Türkiye, İnsani Gelişme Endeksi’nde (2008), ülkeler arasında 76.sıraya oturmaktadır. Ancak bu konumunu, toplumsal cinsiyet bağımsız değişkeni devreye girince, yitirmektedir. Türkiye, Toplumsal Cinsiyete Bağlı Gelişme Endeksi’nde (GDI) 84.sıraya; Toplumsal Cinsiyet Güçlendirme Endeksi’nde (GEM) yine 84.sıraya gerilemektedir.
Toplumsal Cinsiyete Bağlı Gelişme Endeksi, şu ögelerden oluşmaktadır :

  • Yaşam beklentisinde erkek kadın farkı,
  • Eğitim düzeyinde erkek kadın farkı,
  • Gelir değerlerinde erkek kadın farkı.

Toplumsal Cinsiyet Güçlendirme Endeksi’nde ise şu ögeler vardır :

  • Parlamento’da temsil,
  • Yönetim ve Profesyonel konumlar,
  • Kazanılan gelir payı.

UNDP’nin İnsani Gelişme Endeksi kadar önem verilen ve değerli endekslerinden biri de “İnsani Yoksulluk Endeksi (HPI)”dir. Bu endekse göre Türkiye, 2008 ylında 84.sırada yer almaktadır. Endeksi oluşturan göstergeler şunlardır :

    • Yaşam süresi yoksunluğu

40 yaş altında ölüm

  • Bilgi yoksunluğu
  • Okur yazarlık
  • Onurlu yaşam standartlarından yoksunluk
  • Güvenli su kaynaklarına ulaşamayan nüfus
  • Sağlık hizmetlerine ulaşamayan nüfus
  • Düşük ağırlıklı çocuk (beş yaş öncesi)

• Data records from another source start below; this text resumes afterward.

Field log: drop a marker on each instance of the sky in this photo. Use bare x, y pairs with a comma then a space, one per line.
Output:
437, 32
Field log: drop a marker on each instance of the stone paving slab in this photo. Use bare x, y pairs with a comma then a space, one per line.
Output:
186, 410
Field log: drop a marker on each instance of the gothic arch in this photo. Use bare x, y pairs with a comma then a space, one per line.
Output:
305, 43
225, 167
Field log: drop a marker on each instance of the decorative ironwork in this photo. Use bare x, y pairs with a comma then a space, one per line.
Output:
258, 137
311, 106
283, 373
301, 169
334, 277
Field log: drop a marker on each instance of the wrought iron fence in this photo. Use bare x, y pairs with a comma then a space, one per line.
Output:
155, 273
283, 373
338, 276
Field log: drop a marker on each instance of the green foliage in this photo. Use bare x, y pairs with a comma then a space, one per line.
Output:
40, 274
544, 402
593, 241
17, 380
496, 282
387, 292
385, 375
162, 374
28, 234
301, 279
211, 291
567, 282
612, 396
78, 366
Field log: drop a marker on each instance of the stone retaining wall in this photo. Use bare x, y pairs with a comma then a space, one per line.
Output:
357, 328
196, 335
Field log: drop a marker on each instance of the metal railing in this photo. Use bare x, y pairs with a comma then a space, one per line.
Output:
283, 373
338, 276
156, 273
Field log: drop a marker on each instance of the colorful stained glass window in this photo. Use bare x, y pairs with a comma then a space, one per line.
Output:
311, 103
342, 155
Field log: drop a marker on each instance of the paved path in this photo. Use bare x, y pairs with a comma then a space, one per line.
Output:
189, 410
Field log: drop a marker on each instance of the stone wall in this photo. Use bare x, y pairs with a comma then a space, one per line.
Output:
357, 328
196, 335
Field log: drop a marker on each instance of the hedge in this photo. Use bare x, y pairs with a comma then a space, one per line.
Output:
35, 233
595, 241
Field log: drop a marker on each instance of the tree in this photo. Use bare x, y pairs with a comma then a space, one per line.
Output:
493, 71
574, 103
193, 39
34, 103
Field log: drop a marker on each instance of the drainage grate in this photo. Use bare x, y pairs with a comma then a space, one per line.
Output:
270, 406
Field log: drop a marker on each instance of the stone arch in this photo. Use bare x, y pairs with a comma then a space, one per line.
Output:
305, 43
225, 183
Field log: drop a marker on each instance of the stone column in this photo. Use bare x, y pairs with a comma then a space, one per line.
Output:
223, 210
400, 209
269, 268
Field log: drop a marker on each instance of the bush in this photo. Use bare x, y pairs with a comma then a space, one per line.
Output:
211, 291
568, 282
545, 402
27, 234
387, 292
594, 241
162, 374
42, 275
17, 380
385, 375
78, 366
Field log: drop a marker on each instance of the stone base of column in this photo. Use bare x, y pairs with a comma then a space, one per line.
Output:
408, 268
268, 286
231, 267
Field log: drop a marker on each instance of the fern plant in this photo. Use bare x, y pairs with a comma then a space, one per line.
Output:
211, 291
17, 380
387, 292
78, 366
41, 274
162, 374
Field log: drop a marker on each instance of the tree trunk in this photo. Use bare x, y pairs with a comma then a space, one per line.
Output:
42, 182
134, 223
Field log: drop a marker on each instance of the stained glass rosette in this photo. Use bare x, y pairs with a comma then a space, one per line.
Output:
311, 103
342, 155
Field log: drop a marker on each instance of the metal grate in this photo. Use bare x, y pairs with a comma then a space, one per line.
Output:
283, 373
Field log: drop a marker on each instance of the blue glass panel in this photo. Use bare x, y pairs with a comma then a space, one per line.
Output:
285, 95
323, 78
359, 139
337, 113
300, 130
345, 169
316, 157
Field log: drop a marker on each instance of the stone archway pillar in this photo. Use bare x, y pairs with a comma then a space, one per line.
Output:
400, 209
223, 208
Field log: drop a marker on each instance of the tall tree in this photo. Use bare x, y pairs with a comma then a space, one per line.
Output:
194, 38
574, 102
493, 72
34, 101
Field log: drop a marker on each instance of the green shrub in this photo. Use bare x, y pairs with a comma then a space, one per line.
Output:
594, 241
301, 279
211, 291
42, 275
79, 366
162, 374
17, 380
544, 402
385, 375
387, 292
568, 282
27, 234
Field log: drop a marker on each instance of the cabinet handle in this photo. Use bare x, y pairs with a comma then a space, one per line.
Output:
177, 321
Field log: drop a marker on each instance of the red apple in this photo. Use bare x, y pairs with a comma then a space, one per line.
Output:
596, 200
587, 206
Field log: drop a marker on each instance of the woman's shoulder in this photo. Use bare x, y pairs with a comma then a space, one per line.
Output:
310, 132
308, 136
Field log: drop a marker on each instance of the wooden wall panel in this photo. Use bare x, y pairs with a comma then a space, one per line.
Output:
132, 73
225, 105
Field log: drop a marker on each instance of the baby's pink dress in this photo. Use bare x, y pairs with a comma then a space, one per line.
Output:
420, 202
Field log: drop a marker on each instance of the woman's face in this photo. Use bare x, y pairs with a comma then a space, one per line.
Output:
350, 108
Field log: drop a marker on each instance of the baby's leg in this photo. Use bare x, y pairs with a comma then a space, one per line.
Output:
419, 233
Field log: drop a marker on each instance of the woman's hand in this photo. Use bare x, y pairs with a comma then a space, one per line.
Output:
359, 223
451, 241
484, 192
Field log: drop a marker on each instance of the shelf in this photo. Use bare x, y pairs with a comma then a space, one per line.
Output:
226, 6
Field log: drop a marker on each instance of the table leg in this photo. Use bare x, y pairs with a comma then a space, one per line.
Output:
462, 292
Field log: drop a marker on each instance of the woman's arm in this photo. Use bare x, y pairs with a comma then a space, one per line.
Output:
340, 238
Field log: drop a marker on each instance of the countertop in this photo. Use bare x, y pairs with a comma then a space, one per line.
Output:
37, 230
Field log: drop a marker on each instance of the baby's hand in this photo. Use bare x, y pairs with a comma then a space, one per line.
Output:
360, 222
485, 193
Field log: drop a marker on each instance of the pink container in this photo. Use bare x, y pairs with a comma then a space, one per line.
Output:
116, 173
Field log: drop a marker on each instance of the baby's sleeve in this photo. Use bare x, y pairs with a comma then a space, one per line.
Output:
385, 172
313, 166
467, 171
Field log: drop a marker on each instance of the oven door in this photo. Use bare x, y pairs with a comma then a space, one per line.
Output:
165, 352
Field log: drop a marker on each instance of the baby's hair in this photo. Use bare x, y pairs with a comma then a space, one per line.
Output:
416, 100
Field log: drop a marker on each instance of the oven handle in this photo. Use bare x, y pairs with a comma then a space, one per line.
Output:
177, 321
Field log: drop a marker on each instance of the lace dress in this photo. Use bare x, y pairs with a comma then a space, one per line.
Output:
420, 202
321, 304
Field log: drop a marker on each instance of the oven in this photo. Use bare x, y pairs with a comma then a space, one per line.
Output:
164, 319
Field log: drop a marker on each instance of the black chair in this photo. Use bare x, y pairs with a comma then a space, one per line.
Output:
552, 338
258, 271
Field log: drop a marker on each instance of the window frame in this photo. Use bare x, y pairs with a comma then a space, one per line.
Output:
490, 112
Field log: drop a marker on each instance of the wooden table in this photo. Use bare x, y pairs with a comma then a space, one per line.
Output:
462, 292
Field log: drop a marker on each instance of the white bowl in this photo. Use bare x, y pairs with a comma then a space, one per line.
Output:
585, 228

Türkiye’nin sosyal gelişme düzeyini gösteren bu veriler, ekonomik gelişme düzeyiyle bir uçurum olduğu gerçeğini de ortaya koymaktadır. Bu veriler, kapitalizmin eşitsiz gelişme ilkesinin ve küreselleşmenin “insan özürlülüğü”nün belgeleridir.

Görüldüğü gibi, her iki modelde birbirini desteklemekte ve aynı pencereden dünyaya bakmaktadır. Modeli bir adım öteye götürerek, politika oluşturma ve uygulamayı yönlendirme noktasına taşıyabiliriz. O zaman önümüze yine bir altıgen, yine zeminde demokrasi çıkar. Tablonun görünümü ise şöyle olmuştur:

İNSANA DEĞER VEREN POLİTİKALARIN BÜTÜNLÜĞÜ (Çizelge 2)

  • herkese sosyal güvenlik
  • herkese sağlık
  • tam istihdam
  • sosyal adalet
  • herkese en üst düzeyde eğitim
  • örgütlü yaşam ve sosyal barış

Tüm bu göstergelerdeki ve politikalardaki yoksunluk, insanların özgürlüğünü kısıtlayan, yaşama sevincini öldüren etmenlerdir. İnsanlara huzur dolu ve mutlu bir yaşam sunmak istiyorsak, hedefimiz, “özgürlükleri kısıtlayan, yaşama sevincini öldüren” politikaların yerine, sosyal politikayı koymamız gereklidir.